Security researchers have discovered a new banking Trojan that is actively targeting U.S. financial institutions. Dubbed IcedID, the malware is believed to have emerged in the wild back in September 2017, when its first test campaigns were launched. According to IBM X-Force, IcedID was developed with “modular malicious code and modern capabilities” similar to those of the notorious Zeus Trojan. “At this time, the malware targets banks, payment card providers, mobile service providers, payroll, webmail and e-commerce sites in the U.S.,” explained IBM in a blog post. Researchers noted that two major U.K. banks were also found on the target list the malware fetches. IcedID does not appear to borrow code from other Trojans, but it implements similar features that allow it to perform advanced browser manipulation tactics, added IBM.

“Aside from the more common Trojan features, IcedID can propagate over a network. It monitors the victim’s online activity by setting up a local proxy for traffic tunneling, which is a concept reminiscent of the GootKit Trojan. Its attack tactics include both webinjection attacks and sophisticated redirection attacks similar to the scheme used by Dridex and TrickBot,” said IBM researchers.

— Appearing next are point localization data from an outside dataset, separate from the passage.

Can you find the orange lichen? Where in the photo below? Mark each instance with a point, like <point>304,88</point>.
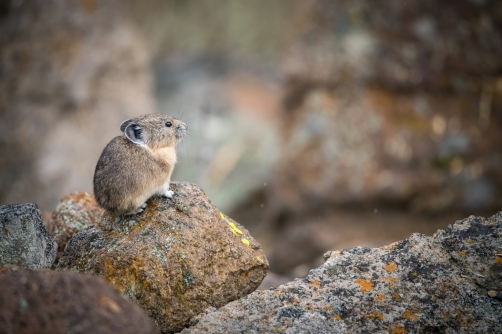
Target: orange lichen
<point>375,315</point>
<point>365,284</point>
<point>399,329</point>
<point>412,314</point>
<point>391,266</point>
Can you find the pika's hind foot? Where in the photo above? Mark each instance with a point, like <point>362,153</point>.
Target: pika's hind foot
<point>138,210</point>
<point>168,194</point>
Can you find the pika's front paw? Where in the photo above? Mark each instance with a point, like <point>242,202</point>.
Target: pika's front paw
<point>168,194</point>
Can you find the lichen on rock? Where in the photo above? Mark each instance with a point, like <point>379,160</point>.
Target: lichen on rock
<point>176,259</point>
<point>420,285</point>
<point>24,241</point>
<point>74,213</point>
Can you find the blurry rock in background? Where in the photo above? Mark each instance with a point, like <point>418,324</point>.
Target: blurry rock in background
<point>390,124</point>
<point>395,102</point>
<point>71,72</point>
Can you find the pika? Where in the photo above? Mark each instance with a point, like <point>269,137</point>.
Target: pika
<point>138,165</point>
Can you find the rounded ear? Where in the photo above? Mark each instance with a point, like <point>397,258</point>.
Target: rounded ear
<point>135,134</point>
<point>125,124</point>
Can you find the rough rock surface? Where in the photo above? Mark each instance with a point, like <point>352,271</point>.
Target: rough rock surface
<point>71,72</point>
<point>423,284</point>
<point>392,101</point>
<point>74,213</point>
<point>24,241</point>
<point>62,302</point>
<point>177,258</point>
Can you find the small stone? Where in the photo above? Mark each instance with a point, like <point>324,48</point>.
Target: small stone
<point>60,302</point>
<point>492,293</point>
<point>74,213</point>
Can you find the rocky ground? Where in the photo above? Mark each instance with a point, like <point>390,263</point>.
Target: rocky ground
<point>449,283</point>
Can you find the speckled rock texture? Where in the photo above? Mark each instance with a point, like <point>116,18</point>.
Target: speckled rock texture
<point>74,213</point>
<point>62,302</point>
<point>177,258</point>
<point>423,284</point>
<point>24,241</point>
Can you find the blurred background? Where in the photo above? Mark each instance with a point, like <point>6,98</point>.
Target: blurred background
<point>318,125</point>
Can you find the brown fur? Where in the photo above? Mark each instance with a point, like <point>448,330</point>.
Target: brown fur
<point>127,174</point>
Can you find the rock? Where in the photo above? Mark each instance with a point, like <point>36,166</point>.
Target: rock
<point>24,241</point>
<point>273,280</point>
<point>62,302</point>
<point>175,259</point>
<point>72,72</point>
<point>412,286</point>
<point>367,118</point>
<point>74,213</point>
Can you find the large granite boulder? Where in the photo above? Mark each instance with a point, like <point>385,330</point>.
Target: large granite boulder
<point>62,302</point>
<point>24,241</point>
<point>448,283</point>
<point>71,72</point>
<point>177,258</point>
<point>74,213</point>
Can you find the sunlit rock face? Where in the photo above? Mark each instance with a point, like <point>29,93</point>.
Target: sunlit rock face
<point>74,213</point>
<point>449,283</point>
<point>392,101</point>
<point>71,71</point>
<point>177,258</point>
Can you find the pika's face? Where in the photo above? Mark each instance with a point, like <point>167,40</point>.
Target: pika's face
<point>154,130</point>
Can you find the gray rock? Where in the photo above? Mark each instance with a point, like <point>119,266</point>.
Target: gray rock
<point>24,241</point>
<point>420,285</point>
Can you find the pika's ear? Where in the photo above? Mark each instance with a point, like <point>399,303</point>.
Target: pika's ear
<point>135,134</point>
<point>125,124</point>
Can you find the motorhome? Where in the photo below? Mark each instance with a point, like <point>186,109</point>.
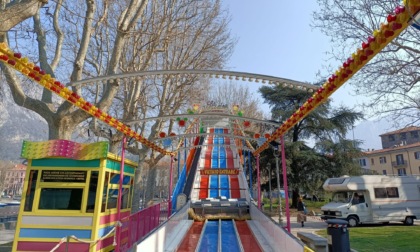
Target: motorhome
<point>373,199</point>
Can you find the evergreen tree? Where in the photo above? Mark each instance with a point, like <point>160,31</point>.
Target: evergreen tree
<point>332,154</point>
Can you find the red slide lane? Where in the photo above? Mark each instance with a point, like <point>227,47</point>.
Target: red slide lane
<point>249,243</point>
<point>235,193</point>
<point>207,158</point>
<point>229,158</point>
<point>191,237</point>
<point>204,185</point>
<point>227,139</point>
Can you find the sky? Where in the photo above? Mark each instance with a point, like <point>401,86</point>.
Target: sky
<point>275,38</point>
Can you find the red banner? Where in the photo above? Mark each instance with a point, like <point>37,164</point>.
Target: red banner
<point>219,172</point>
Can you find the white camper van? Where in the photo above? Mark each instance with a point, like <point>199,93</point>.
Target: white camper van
<point>373,199</point>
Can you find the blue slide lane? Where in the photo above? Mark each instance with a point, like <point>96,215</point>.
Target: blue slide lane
<point>224,183</point>
<point>214,192</point>
<point>229,240</point>
<point>210,237</point>
<point>222,157</point>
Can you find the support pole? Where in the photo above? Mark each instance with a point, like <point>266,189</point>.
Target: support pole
<point>286,189</point>
<point>179,162</point>
<point>251,189</point>
<point>276,154</point>
<point>258,182</point>
<point>120,189</point>
<point>170,187</point>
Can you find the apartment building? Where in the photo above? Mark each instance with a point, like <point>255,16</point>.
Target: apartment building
<point>400,154</point>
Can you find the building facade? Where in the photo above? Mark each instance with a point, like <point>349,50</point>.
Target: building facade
<point>14,180</point>
<point>405,136</point>
<point>400,154</point>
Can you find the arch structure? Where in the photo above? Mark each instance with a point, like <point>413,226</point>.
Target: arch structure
<point>399,20</point>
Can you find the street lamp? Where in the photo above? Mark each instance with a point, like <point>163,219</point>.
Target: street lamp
<point>144,179</point>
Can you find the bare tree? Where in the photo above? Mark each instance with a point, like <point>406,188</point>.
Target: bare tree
<point>4,167</point>
<point>75,40</point>
<point>391,79</point>
<point>14,12</point>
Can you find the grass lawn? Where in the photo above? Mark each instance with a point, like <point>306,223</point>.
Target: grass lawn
<point>387,238</point>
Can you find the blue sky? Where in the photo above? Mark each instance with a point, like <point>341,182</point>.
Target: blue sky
<point>275,38</point>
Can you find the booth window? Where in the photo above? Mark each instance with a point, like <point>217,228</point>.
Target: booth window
<point>30,192</point>
<point>104,192</point>
<point>93,185</point>
<point>61,199</point>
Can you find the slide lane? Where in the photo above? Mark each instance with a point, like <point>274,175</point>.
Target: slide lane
<point>228,235</point>
<point>248,241</point>
<point>190,241</point>
<point>204,180</point>
<point>235,193</point>
<point>229,238</point>
<point>204,184</point>
<point>209,240</point>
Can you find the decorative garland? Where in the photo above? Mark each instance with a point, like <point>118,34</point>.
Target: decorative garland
<point>397,22</point>
<point>34,72</point>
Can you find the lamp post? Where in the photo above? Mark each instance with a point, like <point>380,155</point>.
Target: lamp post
<point>286,189</point>
<point>144,191</point>
<point>278,186</point>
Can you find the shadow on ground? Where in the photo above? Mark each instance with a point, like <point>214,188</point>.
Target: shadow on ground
<point>6,247</point>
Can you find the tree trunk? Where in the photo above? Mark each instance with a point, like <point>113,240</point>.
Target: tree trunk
<point>295,197</point>
<point>15,13</point>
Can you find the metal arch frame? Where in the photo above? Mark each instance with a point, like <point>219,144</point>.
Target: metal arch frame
<point>201,116</point>
<point>211,73</point>
<point>212,145</point>
<point>204,134</point>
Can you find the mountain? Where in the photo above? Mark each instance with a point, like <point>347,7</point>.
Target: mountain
<point>18,124</point>
<point>369,131</point>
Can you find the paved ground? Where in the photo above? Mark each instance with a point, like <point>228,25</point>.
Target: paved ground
<point>6,239</point>
<point>312,224</point>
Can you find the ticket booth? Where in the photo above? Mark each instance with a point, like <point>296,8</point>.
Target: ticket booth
<point>70,197</point>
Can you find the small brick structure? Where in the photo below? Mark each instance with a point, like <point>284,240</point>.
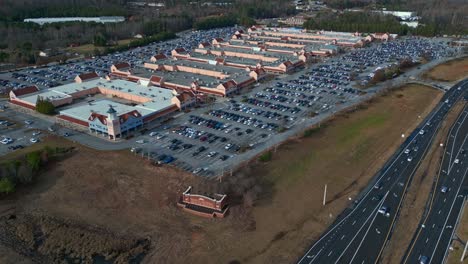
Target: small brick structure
<point>212,207</point>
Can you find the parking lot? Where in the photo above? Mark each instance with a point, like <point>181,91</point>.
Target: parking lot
<point>216,138</point>
<point>17,134</point>
<point>46,77</point>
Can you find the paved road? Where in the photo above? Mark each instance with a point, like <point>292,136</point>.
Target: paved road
<point>435,233</point>
<point>360,233</point>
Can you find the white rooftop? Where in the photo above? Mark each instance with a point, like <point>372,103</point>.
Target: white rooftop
<point>158,99</point>
<point>101,107</point>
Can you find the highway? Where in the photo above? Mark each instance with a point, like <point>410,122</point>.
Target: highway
<point>434,235</point>
<point>361,232</point>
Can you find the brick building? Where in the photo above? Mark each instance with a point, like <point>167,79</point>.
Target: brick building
<point>214,207</point>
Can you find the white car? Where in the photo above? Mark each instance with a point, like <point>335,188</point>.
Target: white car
<point>6,141</point>
<point>384,210</point>
<point>212,154</point>
<point>444,189</point>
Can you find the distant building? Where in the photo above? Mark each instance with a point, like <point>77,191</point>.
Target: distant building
<point>146,103</point>
<point>214,207</point>
<point>47,20</point>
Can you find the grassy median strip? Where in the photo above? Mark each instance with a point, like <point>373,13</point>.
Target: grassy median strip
<point>450,71</point>
<point>418,193</point>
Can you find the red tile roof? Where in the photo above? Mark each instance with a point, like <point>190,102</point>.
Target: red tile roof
<point>205,44</point>
<point>229,84</point>
<point>26,90</point>
<point>88,76</point>
<point>74,120</point>
<point>22,104</point>
<point>180,50</point>
<point>160,56</point>
<point>122,65</point>
<point>155,79</point>
<point>123,118</point>
<point>102,118</point>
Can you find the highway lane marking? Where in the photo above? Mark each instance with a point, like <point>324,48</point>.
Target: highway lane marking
<point>432,199</point>
<point>453,229</point>
<point>364,238</point>
<point>316,255</point>
<point>459,150</point>
<point>406,186</point>
<point>454,141</point>
<point>448,215</point>
<point>359,231</point>
<point>432,116</point>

In addition, IcedID possesses the ability to move to other endpoints, and researchers also observed it infecting terminal servers, reported X-Force. Cybercriminals behind IcedID are leveraging Emotet to distribute the malware – an indicator that its operators are likely not new to the cybercrime arena, said IBM. “X-Force research believes that a threat actor or a small cybergang has been operating Emotet as a distribution operation for banking Trojans and other malware codes this year,” read the blog post. IcedID’s capabilities are already as sophisticated as other banking Trojans, such as Zues, Gozi and Dridex. However, researchers warn it will likely see further updates in the coming weeks.